Question from Reddit user:
Is there a way to get a report on 404 errors that my own domain is linking to?
I can’t find a way to do it with the built in reports nor a custom explore report.
I’m thinking there is some way to do it with tag manager and creating a custom event with a parameter that has the previous page in it or something?
The site has 100k+ pages and it’s not feasible to crawl it for a number of reasons.
Answer from Nabil:
The short answer is:
You are correct that the built-in GA4 reports and Explorations cannot easily report on internal 404s and their source pages because GA4’s default data model does not automatically link a 404 page view to the preceding click’s source link, and the Page referrer dimension often reports the previous correct page URL, not the internal link URL that was clicked.
The immediate solution is a two-step process using Google Tag Manager (GTM): first, create a Custom Event that specifically triggers on your site’s 404 page content, and second, add a parameter to that event to capture the Document Referrer
, which will be the last page visited, which is the page containing the broken internal link.
The superior long-term solution is to implement a robust data pipeline using the Google Analytics Data API, Looker Studio API, and BigQuery, potentially enhanced by server-side tagging with Stape or Google Cloud Platform, to perform the complex lookups and historical analysis you need for a site of your scale.
The long answer is:
The reason this is difficult in standard GA4 reports is that a 404 page is just another page view event, typically using the ‘Page not found’ page title, and the Page referrer
dimension will capture the page the user was on before they clicked the bad link.
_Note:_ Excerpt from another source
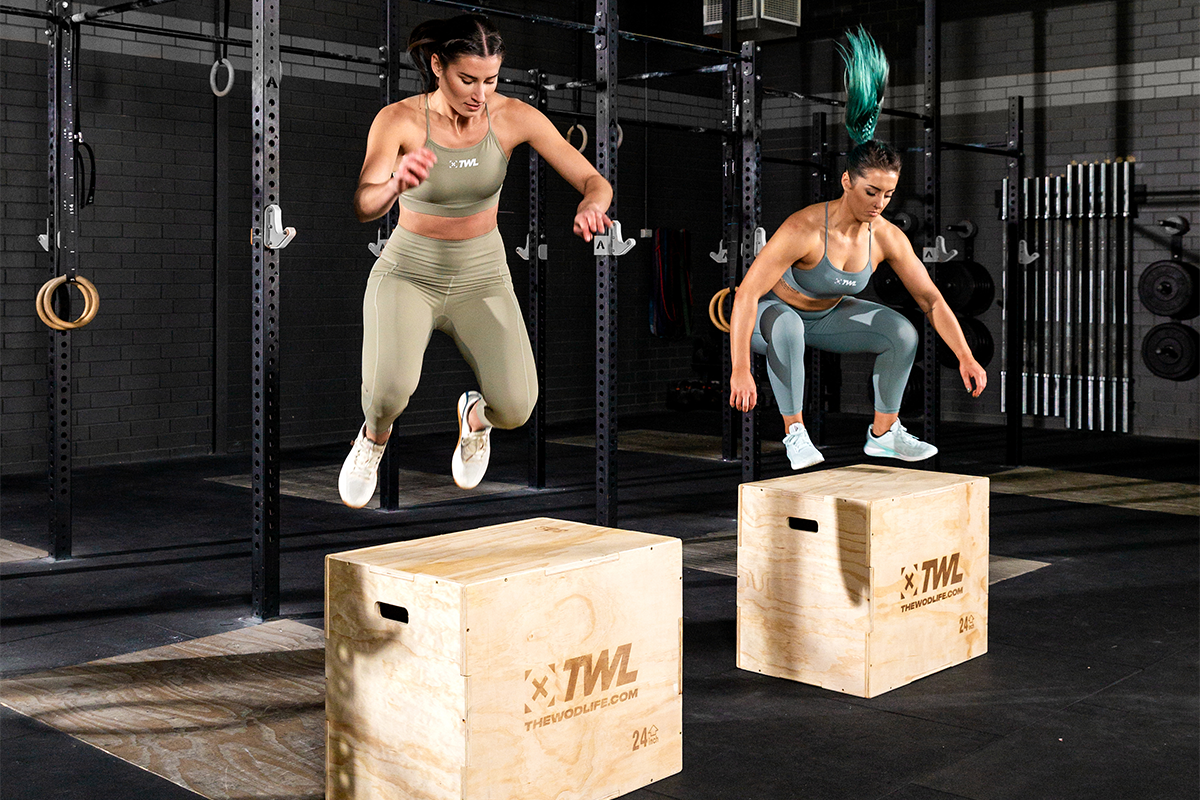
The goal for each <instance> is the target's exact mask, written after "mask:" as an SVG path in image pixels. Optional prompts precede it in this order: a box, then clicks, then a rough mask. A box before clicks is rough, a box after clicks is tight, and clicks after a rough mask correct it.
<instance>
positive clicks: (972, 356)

To reliably identify broken internal links and their source pages, you need a custom implementation with Google Tag Manager.
The process you suggested is the right direction: you need to create a GA4 Event that specifically captures the fact that a 404 occurred and, most importantly, includes the Page Referrer
URL as a custom parameter.
To implement this, you would create a new GA4 Event tag in GTM that fires only on the 404 page (often identified by a page title that contains ‘Page not found’ or by checking the page’s HTTP status code, if possible).
This event would send the Page referrer
(which is readily available as a built-in GTM variable) as a custom event parameter, which you then need to register as a Custom Dimension in GA4.
Once this is set up, you can build an Exploration report where the row is your custom Page Referrer
dimension, filtered by your 404 event name.
For a large site that cannot be easily crawled, an even better, scalable, and historical solution involves leveraging the power of Google Analytics Data API, BigQuery, and Looker Studio.
The GTM setup is still necessary to tag the 404 events with the Page Referrer
and the 404 page’s URL.
Once this data is flowing, you can export all your raw GA4 event data to BigQuery.
In BigQuery, you can write powerful, non-sampled SQL queries to join and analyze this data over long time periods, isolating sessions where the 404 event occurred and directly linking it to the preceding page’s URL from the Page Referrer
parameter.
This allows you to report on trends and aggregate data across your 100k+ pages without any performance issues.
Finally, you use the Google Analytics Data API or connect BigQuery directly to Looker Studio via the Looker Studio API to create a custom dashboard that visualizes the top source pages linking to 404s, which you can filter by date and prioritize for fixing.
This pipeline – GTM/server-side for collection, BigQuery for processing, and Looker Studio for visualization – is the only way to perform this kind of scalable, granular, historical analysis reliably.